An open API service indexing awesome lists of open source software.

https://github.com/steelcake/filterz

Probabilistic filter implementations. Ribbon, bloom, xor filters.
https://github.com/steelcake/filterz

bloom-filter probabilistic-data-structures ribbon xor zig ziglang

Last synced: 4 months ago
JSON representation

Probabilistic filter implementations. Ribbon, bloom, xor filters.

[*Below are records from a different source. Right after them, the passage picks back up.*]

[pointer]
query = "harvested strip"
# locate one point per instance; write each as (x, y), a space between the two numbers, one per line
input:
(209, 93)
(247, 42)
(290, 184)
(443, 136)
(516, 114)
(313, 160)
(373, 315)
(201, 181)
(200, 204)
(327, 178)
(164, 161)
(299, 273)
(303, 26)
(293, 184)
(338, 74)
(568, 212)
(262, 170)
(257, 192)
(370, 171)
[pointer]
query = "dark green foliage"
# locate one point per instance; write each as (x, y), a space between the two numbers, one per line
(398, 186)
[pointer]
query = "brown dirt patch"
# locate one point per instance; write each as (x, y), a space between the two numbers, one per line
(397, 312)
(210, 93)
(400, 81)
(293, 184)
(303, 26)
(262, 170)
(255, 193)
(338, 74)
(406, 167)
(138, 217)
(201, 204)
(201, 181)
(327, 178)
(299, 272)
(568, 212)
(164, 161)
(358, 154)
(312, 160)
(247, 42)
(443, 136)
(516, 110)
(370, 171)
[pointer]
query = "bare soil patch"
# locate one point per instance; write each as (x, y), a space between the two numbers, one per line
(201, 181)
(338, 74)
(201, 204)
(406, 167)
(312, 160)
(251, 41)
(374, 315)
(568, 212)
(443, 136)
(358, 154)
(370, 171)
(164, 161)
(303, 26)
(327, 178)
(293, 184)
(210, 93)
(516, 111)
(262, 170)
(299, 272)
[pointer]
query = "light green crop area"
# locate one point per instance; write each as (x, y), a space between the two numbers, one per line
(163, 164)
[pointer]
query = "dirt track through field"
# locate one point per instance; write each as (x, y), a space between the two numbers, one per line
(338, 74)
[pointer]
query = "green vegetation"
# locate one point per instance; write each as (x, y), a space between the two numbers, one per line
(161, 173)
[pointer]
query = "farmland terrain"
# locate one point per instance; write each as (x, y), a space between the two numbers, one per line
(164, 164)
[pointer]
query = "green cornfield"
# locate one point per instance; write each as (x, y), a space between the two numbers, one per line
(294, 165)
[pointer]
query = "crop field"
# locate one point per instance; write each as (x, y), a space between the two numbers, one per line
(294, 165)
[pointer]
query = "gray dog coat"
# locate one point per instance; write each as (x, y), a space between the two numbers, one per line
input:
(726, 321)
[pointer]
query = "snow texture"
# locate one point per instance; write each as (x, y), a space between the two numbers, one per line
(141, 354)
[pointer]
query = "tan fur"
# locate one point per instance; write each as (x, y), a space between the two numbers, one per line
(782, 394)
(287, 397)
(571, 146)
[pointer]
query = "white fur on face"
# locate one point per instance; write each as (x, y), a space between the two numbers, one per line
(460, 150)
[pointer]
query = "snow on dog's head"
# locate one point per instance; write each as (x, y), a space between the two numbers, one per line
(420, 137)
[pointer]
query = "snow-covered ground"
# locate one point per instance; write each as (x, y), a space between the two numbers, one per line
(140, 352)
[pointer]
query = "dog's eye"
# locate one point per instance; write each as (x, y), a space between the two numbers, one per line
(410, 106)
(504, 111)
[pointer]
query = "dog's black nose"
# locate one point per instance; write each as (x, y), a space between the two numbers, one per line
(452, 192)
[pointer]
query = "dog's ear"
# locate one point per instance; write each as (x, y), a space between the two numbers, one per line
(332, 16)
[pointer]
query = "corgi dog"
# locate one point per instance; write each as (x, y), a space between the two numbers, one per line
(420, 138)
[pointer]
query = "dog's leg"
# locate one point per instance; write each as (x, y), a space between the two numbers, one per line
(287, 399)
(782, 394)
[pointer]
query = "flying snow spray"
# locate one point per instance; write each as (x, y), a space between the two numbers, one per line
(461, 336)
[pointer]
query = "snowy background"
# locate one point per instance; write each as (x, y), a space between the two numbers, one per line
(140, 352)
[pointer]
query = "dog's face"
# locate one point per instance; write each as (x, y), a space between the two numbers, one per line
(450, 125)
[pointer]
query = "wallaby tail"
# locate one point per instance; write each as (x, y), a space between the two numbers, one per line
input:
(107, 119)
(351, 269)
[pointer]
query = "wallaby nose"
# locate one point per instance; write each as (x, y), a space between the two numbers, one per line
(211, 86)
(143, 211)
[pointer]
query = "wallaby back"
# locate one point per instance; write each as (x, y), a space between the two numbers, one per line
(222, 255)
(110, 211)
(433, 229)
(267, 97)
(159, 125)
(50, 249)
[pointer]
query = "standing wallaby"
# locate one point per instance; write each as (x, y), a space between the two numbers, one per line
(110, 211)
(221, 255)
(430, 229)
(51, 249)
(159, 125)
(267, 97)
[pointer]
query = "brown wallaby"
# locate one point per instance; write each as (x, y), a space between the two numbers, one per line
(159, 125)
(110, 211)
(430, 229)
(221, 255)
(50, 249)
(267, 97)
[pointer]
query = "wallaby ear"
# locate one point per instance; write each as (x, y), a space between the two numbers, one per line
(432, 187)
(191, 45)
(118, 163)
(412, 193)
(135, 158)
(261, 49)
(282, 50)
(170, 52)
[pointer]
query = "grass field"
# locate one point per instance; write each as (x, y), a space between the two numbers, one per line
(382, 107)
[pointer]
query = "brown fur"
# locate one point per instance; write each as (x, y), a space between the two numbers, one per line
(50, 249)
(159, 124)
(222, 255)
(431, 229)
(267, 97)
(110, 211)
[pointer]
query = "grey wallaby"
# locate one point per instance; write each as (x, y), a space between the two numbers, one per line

Awesome Lists containing this project

README

          

# filterz

Implementations of some probabilistic filter structures. Implemented with `build once, use many times` use case in mind.
All filters export a `Filter` interface that can be used like this:

```zig
const Filter = filterz.xorf.Filter(u16);

var my_filter = try Filter.init(alloc, hashes);
defer my_filter.deinit();

for (hashes) |h| {
try std.testing.expect(filter.check(h));
}
```

This interface is mainly intended for testing, the lower level APIs exported from filter files are intended for production use.

> [!WARNING]
> Using xor/ribbon filters with weird sized integers like u7, u6 etc. doesn't work properly. Need to implement manual integer bit packed slices for it to properly work.

> [!WARNING]
> Developed with latest zig release (master branch).
It means it hasn't been updated properly yet if it doesn't work with current master release.

## Filters

### Split-Block-Bloom-Filter

Speed optimized version of a bloom filter.

As described in https://github.com/apache/parquet-format/blob/master/BloomFilter.md

### Xor (BinaryFuse) filter

As described in https://arxiv.org/abs/2201.01174

### Ribbon filter

As described in https://arxiv.org/abs/2103.02515

The implementation corresponds to the standard ribbon filter with "smash" as described in the paper.

## Benchmarks

1. Download Benchmark Data - instructions [here](bench-data/README.md)
2. Run benchmarks with:
```bash
make benchmark
```

[Example results](./bench_result_low_hit.txt)

NOTE: Cost estimate stat in the benchmark output is calculated by assuming every hit generates a disk read, which is priced at 200 microseconds.

## License

Licensed under either of

* Apache License, Version 2.0
([LICENSE-APACHE](LICENSE-APACHE) or http://www.apache.org/licenses/LICENSE-2.0)
* MIT license
([LICENSE-MIT](LICENSE-MIT) or http://opensource.org/licenses/MIT)

at your option.

## Contribution

Unless you explicitly state otherwise, any contribution intentionally submitted
for inclusion in the work by you, as defined in the Apache-2.0 license, shall be
dual licensed as above, without any additional terms or conditions.